Introduction to scaffolder Package

The scaffolder package provides a comprehensive set of tools to automate the process of scaffolding interfaces to modules, classes, functions, and documentations written in other programming languages.

Examples

Scaffold R wrappers to Python function

The following example requires the installation of TensorFlow 2.0 for demonstration purposes. Please check out the instruction here.

Once it’s installed, we can then execute scaffold_py_function_wrapper() to generate the R wrapper to tensorflow.nn.top_k() function:

library(scaffolder)
library(tensorflow)

scaffold_py_function_wrapper("tf$nn$top_k")

This will generate the following R wrapper that could serve as a good starting point when building R interfaces to Python modules including all the function parameters, default values, and the associated doc-strings for each parameters.

#' @title top_k
#'
#' @description Finds values and indices of the `k` largest entries for the last dimension.
#'
#' @details If the input is a vector (rank=1), finds the `k` largest entries in the vector
#' and outputs their values and indices as vectors.
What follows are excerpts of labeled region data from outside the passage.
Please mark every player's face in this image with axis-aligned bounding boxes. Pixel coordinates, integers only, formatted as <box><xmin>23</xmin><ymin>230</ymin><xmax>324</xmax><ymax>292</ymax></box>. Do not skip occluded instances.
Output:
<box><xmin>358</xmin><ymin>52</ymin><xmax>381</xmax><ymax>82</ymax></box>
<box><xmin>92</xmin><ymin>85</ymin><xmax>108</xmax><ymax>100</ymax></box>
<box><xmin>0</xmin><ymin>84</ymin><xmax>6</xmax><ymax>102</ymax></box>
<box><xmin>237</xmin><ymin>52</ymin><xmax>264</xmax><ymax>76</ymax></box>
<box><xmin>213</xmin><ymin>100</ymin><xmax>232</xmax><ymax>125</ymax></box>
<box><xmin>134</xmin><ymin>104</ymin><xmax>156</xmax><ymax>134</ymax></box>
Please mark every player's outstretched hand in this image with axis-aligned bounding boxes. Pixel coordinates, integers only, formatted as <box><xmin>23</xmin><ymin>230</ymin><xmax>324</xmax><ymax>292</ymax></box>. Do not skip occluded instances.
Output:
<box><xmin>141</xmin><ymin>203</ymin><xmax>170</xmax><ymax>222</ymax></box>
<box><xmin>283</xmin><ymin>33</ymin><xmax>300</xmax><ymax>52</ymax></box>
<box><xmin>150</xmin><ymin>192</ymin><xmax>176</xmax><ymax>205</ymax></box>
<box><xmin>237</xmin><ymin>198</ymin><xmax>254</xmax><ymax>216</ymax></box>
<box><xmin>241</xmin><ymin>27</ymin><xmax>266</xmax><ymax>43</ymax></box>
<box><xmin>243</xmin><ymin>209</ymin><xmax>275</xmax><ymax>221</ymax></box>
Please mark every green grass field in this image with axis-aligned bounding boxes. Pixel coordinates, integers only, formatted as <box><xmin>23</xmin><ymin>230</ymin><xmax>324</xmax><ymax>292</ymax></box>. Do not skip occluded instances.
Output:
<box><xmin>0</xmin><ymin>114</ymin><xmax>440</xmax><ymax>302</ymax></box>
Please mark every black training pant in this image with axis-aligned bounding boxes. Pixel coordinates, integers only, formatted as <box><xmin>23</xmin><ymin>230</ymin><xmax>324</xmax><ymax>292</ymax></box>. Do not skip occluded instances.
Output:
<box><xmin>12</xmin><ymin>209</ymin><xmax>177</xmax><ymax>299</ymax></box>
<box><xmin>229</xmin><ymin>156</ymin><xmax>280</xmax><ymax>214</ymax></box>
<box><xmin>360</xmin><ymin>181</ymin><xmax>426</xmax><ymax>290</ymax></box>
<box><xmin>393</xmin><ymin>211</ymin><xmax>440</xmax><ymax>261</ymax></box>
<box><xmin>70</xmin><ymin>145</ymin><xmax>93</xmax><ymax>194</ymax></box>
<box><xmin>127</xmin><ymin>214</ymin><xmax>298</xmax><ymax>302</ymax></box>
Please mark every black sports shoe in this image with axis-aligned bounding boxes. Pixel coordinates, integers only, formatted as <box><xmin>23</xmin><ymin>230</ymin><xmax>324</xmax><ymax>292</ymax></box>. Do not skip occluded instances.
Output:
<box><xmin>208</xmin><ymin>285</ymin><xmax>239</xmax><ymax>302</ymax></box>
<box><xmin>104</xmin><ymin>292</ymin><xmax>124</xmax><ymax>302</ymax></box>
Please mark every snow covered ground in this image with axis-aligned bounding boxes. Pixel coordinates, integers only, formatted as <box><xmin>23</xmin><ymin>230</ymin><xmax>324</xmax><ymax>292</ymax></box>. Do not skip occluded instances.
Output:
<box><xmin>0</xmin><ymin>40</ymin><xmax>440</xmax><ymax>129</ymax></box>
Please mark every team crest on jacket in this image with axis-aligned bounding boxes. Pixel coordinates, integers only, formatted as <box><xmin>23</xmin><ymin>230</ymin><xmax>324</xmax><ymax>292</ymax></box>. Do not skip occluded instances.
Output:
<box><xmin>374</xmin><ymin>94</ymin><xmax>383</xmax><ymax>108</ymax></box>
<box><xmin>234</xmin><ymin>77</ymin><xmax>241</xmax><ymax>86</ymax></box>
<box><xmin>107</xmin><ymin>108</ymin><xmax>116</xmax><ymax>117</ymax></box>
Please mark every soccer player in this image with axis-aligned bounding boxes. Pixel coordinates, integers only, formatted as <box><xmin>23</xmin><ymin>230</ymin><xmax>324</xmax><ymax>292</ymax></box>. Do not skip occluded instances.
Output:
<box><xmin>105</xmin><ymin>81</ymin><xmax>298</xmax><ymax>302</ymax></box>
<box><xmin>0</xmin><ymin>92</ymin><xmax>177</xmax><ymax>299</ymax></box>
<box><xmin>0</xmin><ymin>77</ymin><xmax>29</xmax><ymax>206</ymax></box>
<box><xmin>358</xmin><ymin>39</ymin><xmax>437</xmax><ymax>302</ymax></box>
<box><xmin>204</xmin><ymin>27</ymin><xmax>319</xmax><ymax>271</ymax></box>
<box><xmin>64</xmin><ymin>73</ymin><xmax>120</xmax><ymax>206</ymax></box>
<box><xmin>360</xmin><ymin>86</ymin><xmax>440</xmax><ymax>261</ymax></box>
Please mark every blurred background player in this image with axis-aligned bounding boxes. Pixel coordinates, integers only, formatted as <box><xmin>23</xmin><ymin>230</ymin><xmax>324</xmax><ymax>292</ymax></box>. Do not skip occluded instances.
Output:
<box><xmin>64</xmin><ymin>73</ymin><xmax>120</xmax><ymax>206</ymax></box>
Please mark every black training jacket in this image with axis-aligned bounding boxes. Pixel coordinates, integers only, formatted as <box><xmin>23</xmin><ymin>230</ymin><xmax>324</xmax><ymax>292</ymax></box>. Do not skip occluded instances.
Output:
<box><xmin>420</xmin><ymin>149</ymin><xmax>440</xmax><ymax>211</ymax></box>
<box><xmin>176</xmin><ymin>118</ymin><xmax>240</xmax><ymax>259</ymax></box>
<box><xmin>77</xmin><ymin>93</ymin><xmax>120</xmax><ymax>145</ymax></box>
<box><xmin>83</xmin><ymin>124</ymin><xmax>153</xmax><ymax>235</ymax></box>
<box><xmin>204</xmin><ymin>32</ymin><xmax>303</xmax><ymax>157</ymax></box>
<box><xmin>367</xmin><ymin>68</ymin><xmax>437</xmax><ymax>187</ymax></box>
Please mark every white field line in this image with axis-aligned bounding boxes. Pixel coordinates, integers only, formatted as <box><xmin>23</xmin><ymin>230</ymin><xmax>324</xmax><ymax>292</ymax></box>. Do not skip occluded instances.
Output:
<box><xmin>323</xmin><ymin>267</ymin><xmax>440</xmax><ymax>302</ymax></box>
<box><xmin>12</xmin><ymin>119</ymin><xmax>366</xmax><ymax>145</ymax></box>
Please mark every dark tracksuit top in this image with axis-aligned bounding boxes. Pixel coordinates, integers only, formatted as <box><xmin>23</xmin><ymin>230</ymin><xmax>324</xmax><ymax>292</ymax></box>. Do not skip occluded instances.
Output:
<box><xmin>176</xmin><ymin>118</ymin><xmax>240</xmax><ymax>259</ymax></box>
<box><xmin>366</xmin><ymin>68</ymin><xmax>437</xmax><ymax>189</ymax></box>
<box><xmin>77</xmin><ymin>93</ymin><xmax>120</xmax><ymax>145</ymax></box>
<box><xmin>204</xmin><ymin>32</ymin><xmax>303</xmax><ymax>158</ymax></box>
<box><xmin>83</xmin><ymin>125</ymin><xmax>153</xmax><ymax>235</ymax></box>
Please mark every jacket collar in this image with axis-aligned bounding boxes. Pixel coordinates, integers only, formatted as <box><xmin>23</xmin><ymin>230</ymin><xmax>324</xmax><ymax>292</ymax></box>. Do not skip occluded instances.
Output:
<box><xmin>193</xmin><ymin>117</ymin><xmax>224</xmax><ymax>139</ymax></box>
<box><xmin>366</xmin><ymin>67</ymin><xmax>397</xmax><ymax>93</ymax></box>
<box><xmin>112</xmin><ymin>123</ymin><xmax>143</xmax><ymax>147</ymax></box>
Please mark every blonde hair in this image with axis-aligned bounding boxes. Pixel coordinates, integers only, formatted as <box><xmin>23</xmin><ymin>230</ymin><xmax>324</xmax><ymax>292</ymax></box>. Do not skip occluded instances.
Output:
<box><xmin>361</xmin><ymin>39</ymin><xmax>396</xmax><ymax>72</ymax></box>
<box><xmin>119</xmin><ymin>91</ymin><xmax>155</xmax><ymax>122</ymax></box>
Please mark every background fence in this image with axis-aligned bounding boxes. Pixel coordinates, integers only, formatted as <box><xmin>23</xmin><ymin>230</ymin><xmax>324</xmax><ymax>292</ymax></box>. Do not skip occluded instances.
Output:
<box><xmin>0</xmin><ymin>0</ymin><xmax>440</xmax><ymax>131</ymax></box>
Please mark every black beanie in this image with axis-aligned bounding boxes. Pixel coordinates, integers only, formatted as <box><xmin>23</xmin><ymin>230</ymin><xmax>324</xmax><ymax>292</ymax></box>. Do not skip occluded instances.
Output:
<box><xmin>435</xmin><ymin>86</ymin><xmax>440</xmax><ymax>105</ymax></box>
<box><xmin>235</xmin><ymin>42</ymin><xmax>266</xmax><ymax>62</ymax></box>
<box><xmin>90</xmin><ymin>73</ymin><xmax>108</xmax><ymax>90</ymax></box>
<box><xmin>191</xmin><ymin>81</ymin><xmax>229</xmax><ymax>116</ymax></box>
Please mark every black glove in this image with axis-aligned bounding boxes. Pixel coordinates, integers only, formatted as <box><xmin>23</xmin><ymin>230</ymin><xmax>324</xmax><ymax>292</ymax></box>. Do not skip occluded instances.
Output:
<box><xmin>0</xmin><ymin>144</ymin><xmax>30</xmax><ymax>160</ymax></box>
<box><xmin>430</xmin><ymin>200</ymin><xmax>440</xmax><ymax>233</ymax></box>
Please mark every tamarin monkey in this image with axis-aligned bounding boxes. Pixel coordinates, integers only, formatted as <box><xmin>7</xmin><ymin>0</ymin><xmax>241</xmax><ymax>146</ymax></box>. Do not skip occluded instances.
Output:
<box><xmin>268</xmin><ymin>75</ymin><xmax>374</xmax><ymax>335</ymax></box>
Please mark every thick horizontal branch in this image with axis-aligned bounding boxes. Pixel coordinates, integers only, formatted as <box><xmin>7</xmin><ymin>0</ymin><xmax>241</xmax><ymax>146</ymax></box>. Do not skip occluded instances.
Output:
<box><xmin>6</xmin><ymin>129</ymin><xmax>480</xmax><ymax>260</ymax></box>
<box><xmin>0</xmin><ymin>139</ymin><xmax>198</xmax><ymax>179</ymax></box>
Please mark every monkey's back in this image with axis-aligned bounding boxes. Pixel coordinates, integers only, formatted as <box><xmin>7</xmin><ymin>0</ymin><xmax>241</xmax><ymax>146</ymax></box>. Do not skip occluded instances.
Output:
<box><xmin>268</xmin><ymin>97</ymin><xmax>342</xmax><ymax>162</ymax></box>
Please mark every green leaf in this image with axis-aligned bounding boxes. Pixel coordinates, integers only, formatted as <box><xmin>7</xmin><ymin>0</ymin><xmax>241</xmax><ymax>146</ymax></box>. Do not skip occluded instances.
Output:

Thus `values[j]` is the
#' `j`-th largest entry in `input`, and its index is `indices[j]`. For matrices (resp. higher rank input), computes the top `k` entries in each
#' row (resp. vector along the last dimension). Thus, values.shape = indices.shape = input.shape[:-1] + [k] If two elements are equal, the lower-index element appears first.
#'
#' @param input 1-D or higher `Tensor` with last dimension at least `k`.
#' @param k 0-D `int32` `Tensor`. Number of top elements to look for along the last dimension (along each row for matrices).
#' @param sorted If true the resulting `k` elements will be sorted by the values in descending order.
#' @param name Optional name for the operation.
#'
#' @return values: The `k` largest elements along each last dimensional slice. indices: The indices of `values` within the last dimension of `input`.
#'
#' @export
top_k <- function(input, k = 1L, sorted = TRUE, name = NULL) {

  python_function_result <- tf$nn$top_k(
    input = input,
    k = k,
    sorted = sorted,
    name = name
  )

}

Note that the generated wrapper will often require additional editing (e.g. to convert Python list literals in the docs to R lists, to massage R numeric values to Python integers via as.integer where required, etc.) so is really intended as an starting point for an R wrapper rather than a wrapper that can be used without modification.

Customized Scaffolding

We can customize the scaffolding process in order to avoid the additional editing that we mentioned above. For example, we can implement a function to cast parameters with default values that contains “L” to integers. This is often useful when the package maintainer wants to automate the generation of the R wrapper and reduce the maintenance efforts required in the future, e.g. make sure doc-strings and default values for all the parameters are up-to-date.

library(stringr)

process_int_param_fn <- function(param, docs) {
  # Extract the list of parameters that have integer values as default
  int_params <- gsub(
    " = [-]?[0-9]+L",
    "",
    str_extract_all(docs$signature, "[A-z]+ = [-]?[0-9]+L")[[1]])
  # Explicitly cast parameter in the list obtained above to integer
  if (param %in% int_params) {
    param <- paste0("as.integer(", param, ")")
  }
  param
}

Note that since the default value of parameter k is 1L. It is wrapped by as.integer() to ensure it’s casted to integer before sending it to tf$nn$top_k for execution. We then print out the python function result.

library(scaffolder)
library(tensorflow)

custom_scaffold_py_function_wrapper(
  "tf$nn$top_k",
  r_function = "top_k",
  process_param_fn = process_int_param_fn,
  postprocess_fn = function() { "return(python_function_result)" })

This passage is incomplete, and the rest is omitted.